I’ve been a lazy butt
lately, but I’ve been moving, and that made me really exhausted and there’s
stuff everywhere, but I’ll get back into the swing of things.
The first book of Year
of Brontë is completed. It’s Jane Eyre, duh. Charlotte Brontë’s masterpiece of
feminist ass-kicking fiction. I’m a convert. By the way, spoilers, because it’s
a book from 1847, so, proceed with caution.
This is ostensibly a
love story between Jane Eyre and Edward Rochester, but there’s a lot more. It’s
told as if it’s the autobiography of a woman named Jane Eyre, and she tells her
story from when she was about five years old. Jane is an orphan, she grows up
with her aunt for a while, and when she’s about ten she goes to a school for
girls, Lowood. Her aunt really dislikes her and tells the headmaster that Jane
is a liar and a bad kid. Jane, who is a perfectly alright kid, earns the love
and respect of her teachers and becomes a teacher herself. She leaves the
school when she is 18 and goes to Thornfield to be a governess for a young girl
named Adele, the ward of Edward Fairfax Rochester. Jane and Edward fall in
love, and are planning to get married. Then it turns out that Rochester has a
crazy wife in the attic. So Jane runs away.
I loved it. It was
awesome. And gushing over. Just thought I’d get that out of the way right away.
I love Jane, so much.
Not everything about her, there are qualities to Jane that I found a bit
annoying, she’s very pious, and it sort of goes really far. She dresses like a
nun, and she refuses to accept every gift Rochester tries to give her. I
realize that she doesn’t want to be dependent on him, but good God Jane. She’s
also a little “woe is me, I’m so plain.” That’s really the only thing I can
think of that I really disliked about her, because most of her is awesome.
Jane has this very
strong sense of right and wrong and who she wants to be. She wants to be an
independent woman, she doesn’t want to depend on a dude, which is impressive.

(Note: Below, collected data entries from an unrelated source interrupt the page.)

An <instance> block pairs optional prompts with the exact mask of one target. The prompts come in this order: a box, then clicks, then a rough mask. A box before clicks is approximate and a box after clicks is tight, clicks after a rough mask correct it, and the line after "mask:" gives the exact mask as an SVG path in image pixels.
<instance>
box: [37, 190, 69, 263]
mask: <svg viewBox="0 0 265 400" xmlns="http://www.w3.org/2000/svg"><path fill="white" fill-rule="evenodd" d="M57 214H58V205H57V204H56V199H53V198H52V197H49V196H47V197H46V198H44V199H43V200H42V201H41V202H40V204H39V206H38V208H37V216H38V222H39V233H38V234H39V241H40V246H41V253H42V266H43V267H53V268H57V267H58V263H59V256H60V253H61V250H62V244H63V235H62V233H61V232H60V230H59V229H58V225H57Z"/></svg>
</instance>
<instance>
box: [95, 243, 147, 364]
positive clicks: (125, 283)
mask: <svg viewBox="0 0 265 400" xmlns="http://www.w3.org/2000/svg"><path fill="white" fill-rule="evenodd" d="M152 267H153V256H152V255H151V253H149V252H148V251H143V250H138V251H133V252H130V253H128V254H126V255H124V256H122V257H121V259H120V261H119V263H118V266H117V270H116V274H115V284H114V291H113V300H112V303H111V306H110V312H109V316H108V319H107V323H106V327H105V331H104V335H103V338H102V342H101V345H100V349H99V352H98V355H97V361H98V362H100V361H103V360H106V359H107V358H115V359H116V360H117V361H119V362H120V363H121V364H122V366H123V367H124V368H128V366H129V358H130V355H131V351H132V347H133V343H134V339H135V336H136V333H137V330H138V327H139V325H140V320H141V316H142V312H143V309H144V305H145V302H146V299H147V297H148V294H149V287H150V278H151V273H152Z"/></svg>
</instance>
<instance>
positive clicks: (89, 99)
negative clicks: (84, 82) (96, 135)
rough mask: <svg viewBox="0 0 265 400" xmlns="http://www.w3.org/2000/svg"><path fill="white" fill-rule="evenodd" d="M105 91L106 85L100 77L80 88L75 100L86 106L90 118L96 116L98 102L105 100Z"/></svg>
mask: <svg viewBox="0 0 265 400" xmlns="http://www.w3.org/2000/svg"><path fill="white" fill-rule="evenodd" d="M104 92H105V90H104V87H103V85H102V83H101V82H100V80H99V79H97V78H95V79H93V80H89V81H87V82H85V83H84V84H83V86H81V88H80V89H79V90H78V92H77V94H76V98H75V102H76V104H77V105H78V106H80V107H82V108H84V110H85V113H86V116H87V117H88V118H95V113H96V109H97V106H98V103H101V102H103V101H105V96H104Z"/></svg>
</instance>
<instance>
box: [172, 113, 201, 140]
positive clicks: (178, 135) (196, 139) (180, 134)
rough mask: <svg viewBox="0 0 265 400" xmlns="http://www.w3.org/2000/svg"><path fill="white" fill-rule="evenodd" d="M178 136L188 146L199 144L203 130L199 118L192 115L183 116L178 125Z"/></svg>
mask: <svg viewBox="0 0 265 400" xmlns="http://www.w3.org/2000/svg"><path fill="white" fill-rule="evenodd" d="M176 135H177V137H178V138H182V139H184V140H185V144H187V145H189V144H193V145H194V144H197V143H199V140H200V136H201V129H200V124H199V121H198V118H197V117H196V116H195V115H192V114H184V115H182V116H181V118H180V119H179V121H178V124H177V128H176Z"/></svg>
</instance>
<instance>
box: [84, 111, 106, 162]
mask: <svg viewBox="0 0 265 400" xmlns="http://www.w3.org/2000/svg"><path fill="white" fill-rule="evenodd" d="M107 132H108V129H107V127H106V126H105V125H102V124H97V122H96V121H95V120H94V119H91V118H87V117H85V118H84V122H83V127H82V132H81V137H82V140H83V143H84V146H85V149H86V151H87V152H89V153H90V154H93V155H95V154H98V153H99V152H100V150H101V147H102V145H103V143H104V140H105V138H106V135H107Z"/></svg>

She is a massive feminist, she’s so out of her time, it’s incredible. She
doesn’t see a husband as the be all and end all. She doesn’t want to depend on
a man to survive. She wants to manage on her own, which is why she wants the
job as a governess.
Jane is sort of the
savior in this story. She’s not the damsel in distress. She actually saves
Rochester on a couple of occasions and he acts like the damsel, which I liked.
Rochester is set on fire, yeah, and she puts it out, and then is like: “see ya,
going to bed” and Rochester is very needy and: “why are you leaving me? I’m
stressed out, I was put on fire, stay with me,” it’s great.
There’s also the love
story aspect obviously, which is interesting, because Jane is a badass. That’s
weird, but I’ll try to make sense of it. Rochester is about 40 years old, so
he’s around 20 years older than Jane. He is very forceful, strong minded. He
wants her and he is very insistent. And Jane is still in control of him. She
doesn’t want to like, let him do whatever he wants with her, just because
they’re engaged. She keeps him at a distance, and she’s tough and strong. It’s
clear she loves him very much, but she wants to be in control of her own life.

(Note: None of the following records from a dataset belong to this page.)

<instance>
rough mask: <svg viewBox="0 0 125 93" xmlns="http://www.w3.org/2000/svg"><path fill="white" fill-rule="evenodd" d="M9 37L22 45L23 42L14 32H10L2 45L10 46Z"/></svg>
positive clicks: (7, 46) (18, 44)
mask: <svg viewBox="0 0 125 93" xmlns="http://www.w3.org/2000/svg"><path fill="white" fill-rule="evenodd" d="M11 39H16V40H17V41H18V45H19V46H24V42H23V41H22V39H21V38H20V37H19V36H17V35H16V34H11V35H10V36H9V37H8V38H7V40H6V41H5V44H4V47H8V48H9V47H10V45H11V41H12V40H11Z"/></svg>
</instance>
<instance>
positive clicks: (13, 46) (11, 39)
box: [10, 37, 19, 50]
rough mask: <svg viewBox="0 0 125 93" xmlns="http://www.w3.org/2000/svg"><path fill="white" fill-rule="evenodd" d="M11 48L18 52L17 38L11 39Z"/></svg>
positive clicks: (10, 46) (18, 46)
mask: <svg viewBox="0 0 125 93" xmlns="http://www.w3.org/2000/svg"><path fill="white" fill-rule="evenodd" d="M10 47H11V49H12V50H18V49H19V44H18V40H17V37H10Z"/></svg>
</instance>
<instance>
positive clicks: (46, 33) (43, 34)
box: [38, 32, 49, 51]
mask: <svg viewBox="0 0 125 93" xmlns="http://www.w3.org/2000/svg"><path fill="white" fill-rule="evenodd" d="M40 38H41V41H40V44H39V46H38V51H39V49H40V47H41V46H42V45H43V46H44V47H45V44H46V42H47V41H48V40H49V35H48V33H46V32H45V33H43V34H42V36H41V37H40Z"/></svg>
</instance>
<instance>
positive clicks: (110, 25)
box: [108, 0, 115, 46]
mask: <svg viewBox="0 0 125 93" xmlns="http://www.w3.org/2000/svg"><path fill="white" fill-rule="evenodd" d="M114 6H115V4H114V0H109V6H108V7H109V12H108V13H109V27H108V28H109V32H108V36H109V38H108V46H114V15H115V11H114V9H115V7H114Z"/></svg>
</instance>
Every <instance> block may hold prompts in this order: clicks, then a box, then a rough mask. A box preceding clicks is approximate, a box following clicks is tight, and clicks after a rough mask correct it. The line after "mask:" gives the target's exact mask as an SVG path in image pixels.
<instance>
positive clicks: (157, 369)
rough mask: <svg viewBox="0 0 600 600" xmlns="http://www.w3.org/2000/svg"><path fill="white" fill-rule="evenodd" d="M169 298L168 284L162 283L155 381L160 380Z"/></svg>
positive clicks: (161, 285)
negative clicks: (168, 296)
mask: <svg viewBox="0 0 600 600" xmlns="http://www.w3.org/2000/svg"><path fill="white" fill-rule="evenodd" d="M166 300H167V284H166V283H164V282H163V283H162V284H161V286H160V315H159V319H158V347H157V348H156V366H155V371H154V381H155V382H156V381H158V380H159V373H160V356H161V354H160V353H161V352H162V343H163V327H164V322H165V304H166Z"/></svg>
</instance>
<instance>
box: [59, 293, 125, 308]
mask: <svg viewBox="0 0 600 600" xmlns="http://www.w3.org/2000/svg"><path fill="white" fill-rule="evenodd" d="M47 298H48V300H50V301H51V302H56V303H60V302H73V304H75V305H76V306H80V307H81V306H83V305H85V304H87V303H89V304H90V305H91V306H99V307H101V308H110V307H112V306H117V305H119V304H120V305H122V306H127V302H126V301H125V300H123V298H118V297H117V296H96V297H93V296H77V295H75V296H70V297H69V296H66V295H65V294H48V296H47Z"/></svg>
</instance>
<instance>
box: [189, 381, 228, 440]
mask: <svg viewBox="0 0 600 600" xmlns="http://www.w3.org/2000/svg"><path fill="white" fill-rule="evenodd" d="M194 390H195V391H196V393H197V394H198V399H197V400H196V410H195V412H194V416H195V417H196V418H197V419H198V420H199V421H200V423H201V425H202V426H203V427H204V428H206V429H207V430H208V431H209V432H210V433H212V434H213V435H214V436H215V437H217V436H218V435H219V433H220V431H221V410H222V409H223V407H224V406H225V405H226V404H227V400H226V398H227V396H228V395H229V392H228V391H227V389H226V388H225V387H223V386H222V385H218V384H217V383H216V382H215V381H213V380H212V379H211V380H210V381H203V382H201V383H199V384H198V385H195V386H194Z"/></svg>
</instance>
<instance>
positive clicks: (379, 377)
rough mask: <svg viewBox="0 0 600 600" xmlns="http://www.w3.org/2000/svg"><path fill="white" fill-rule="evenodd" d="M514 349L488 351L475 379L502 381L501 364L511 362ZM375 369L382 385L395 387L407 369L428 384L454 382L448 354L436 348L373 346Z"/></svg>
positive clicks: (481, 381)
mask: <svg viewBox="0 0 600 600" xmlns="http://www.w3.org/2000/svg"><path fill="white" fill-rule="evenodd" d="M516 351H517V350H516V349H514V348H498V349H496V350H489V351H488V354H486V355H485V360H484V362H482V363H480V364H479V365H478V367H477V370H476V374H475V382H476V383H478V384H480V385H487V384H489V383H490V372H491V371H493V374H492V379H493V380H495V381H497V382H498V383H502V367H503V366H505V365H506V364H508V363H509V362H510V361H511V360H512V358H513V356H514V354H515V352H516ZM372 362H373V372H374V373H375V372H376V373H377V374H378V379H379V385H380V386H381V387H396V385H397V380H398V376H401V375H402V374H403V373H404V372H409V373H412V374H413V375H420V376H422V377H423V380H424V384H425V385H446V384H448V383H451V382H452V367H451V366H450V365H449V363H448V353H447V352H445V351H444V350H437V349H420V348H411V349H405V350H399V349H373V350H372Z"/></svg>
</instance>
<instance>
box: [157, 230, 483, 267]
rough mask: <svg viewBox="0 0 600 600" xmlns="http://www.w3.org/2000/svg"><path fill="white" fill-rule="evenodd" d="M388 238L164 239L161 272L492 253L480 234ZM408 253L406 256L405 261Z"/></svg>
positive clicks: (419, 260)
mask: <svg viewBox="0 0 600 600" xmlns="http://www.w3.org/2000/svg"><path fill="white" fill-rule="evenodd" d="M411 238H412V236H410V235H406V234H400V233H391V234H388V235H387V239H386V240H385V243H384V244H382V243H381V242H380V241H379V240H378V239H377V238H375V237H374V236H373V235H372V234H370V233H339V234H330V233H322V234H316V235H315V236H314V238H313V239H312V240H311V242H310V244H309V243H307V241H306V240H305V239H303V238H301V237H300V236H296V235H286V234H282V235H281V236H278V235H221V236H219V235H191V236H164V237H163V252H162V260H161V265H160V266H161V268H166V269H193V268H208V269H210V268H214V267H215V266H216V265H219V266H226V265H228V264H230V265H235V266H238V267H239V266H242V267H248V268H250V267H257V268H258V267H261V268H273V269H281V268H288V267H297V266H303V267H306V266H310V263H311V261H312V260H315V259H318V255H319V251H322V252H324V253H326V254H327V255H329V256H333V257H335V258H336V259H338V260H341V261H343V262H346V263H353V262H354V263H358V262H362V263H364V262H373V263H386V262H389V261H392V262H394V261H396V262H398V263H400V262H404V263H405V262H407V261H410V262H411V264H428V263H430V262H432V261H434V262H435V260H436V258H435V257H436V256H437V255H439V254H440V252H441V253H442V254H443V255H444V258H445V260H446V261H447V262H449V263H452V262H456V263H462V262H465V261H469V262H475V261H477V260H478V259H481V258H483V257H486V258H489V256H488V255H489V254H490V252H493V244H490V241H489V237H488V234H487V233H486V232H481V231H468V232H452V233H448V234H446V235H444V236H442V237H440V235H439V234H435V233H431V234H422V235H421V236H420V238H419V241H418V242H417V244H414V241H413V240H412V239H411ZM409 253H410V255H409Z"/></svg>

She’s this very poor woman, and he is an extremely wealthy man and she needs to
be in control or he will take advantage, and I respect her for that.
I think her reaction to
finding about Rochester’s wife Bertha is very natural. Because Rochester’s idea
is that she could just be his mistress, and Jane doesn’t want that. Because she
knows her standing in society, and she doesn’t know if he’ll get tired of her
and just dump her, so she needs a commitment from him, so she leaves. It’s
possibly not the most responsible thing in the world, she’s 19 and she leaves
home with no money, clothes or valuables, which isn’t the smartest decision in
England in the fall or whatever, but it’s the best thing she can do.
A lot of people feel
like the fact that she goes back to Rochester is un-feminist, but I feel like
that’s not accurate. Jane doesn’t go back to him because she wants to be looked
after, she goes back wealthy and independent because she wants to be with him.

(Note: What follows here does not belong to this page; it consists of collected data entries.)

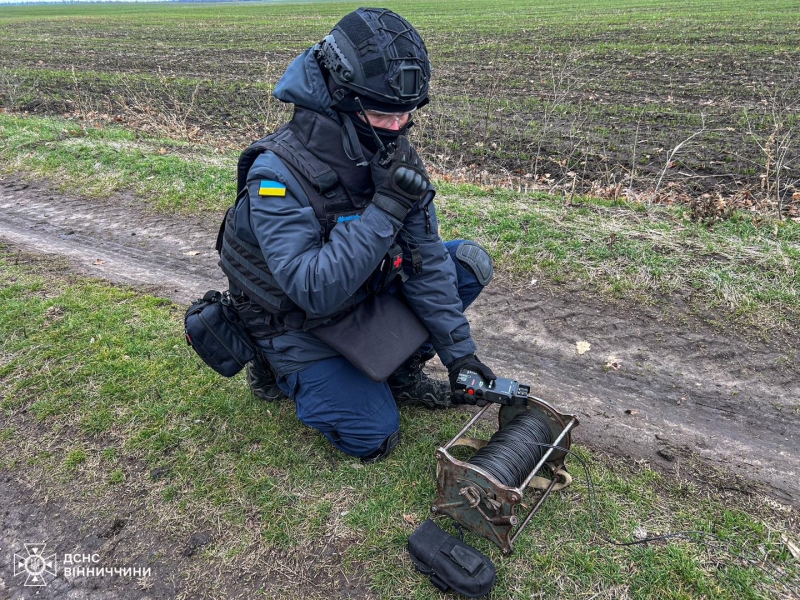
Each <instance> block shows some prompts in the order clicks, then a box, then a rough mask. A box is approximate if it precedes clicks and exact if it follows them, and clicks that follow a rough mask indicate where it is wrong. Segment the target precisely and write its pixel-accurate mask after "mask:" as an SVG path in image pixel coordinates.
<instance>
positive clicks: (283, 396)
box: [245, 354, 286, 402]
mask: <svg viewBox="0 0 800 600" xmlns="http://www.w3.org/2000/svg"><path fill="white" fill-rule="evenodd" d="M245 369H246V371H247V385H249V386H250V391H251V392H253V395H254V396H255V397H256V398H261V399H262V400H266V401H267V402H275V401H277V400H282V399H284V398H286V394H284V393H283V391H282V390H281V388H279V387H278V382H277V381H276V379H275V373H274V372H273V371H272V367H270V366H269V363H268V362H267V360H266V359H265V358H264V357H263V356H261V355H260V354H258V355H257V356H256V358H255V359H254V360H251V361H250V362H249V363H247V366H246V367H245Z"/></svg>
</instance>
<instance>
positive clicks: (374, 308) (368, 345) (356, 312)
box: [309, 294, 429, 382]
mask: <svg viewBox="0 0 800 600" xmlns="http://www.w3.org/2000/svg"><path fill="white" fill-rule="evenodd" d="M309 331H310V332H311V333H313V334H314V335H315V336H316V337H317V338H319V339H320V340H322V341H323V342H325V343H326V344H328V345H329V346H330V347H331V348H333V349H334V350H336V351H337V352H338V353H339V354H341V355H342V356H344V357H345V358H346V359H347V360H348V361H350V363H351V364H352V365H353V366H354V367H356V368H357V369H358V370H359V371H361V372H362V373H364V375H366V376H367V377H369V378H370V379H372V380H373V381H378V382H381V381H386V379H387V378H388V377H389V375H391V374H392V373H394V372H395V371H396V370H397V368H398V367H399V366H400V365H402V364H403V362H404V361H405V360H406V359H407V358H408V357H409V356H411V355H412V354H414V352H415V351H416V350H417V348H419V347H420V346H421V345H422V344H424V343H425V341H426V340H427V339H428V335H429V334H428V330H427V329H425V326H424V325H423V324H422V322H421V321H420V320H419V319H418V318H417V315H415V314H414V313H413V312H412V311H411V309H410V308H408V306H406V305H405V304H404V303H403V301H402V300H400V299H399V298H397V297H396V296H394V295H393V294H380V295H378V296H372V297H370V298H367V299H366V300H364V302H362V303H360V304H359V305H358V306H356V307H355V308H354V309H353V310H351V311H350V312H349V313H347V314H346V315H345V316H344V317H342V318H341V319H339V320H338V321H336V322H334V323H332V324H330V325H319V326H317V327H314V328H313V329H310V330H309Z"/></svg>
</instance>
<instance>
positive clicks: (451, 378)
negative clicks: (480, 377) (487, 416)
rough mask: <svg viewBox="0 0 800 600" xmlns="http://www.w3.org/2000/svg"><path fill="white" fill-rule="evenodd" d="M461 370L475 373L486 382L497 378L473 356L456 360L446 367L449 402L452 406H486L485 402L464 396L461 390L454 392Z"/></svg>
mask: <svg viewBox="0 0 800 600" xmlns="http://www.w3.org/2000/svg"><path fill="white" fill-rule="evenodd" d="M463 369H469V370H471V371H475V372H476V373H478V374H479V375H480V376H481V377H483V378H484V379H485V380H486V381H494V380H495V379H497V376H496V375H495V374H494V373H493V372H492V370H491V369H490V368H489V367H487V366H486V365H485V364H483V363H482V362H481V361H480V360H478V357H477V356H475V355H474V354H467V355H466V356H462V357H461V358H457V359H456V360H454V361H453V362H451V363H450V364H449V365H447V371H448V373H449V377H450V401H451V402H452V403H453V404H477V405H478V406H486V404H487V401H486V400H479V399H478V398H476V397H475V396H473V395H472V394H465V393H464V391H463V390H459V391H456V381H458V374H459V373H460V372H461V371H462V370H463Z"/></svg>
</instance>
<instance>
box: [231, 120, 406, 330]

Also Rochester has changed drastically from the person he was when they first
knew each other. Obviously he went through a seriously traumatic accident and I
don’t wish that on him, I’m not crazy, but it does make him into a person
that’s worthy of her. She’s not with him because he’ll take care of her, but
because she loves him and wants to be with him.
I’m now done being a
gushy, delighted human. I loved this, it was amazing. The writing is beautiful,
Jane is outstanding and a badass. I loved it, so much.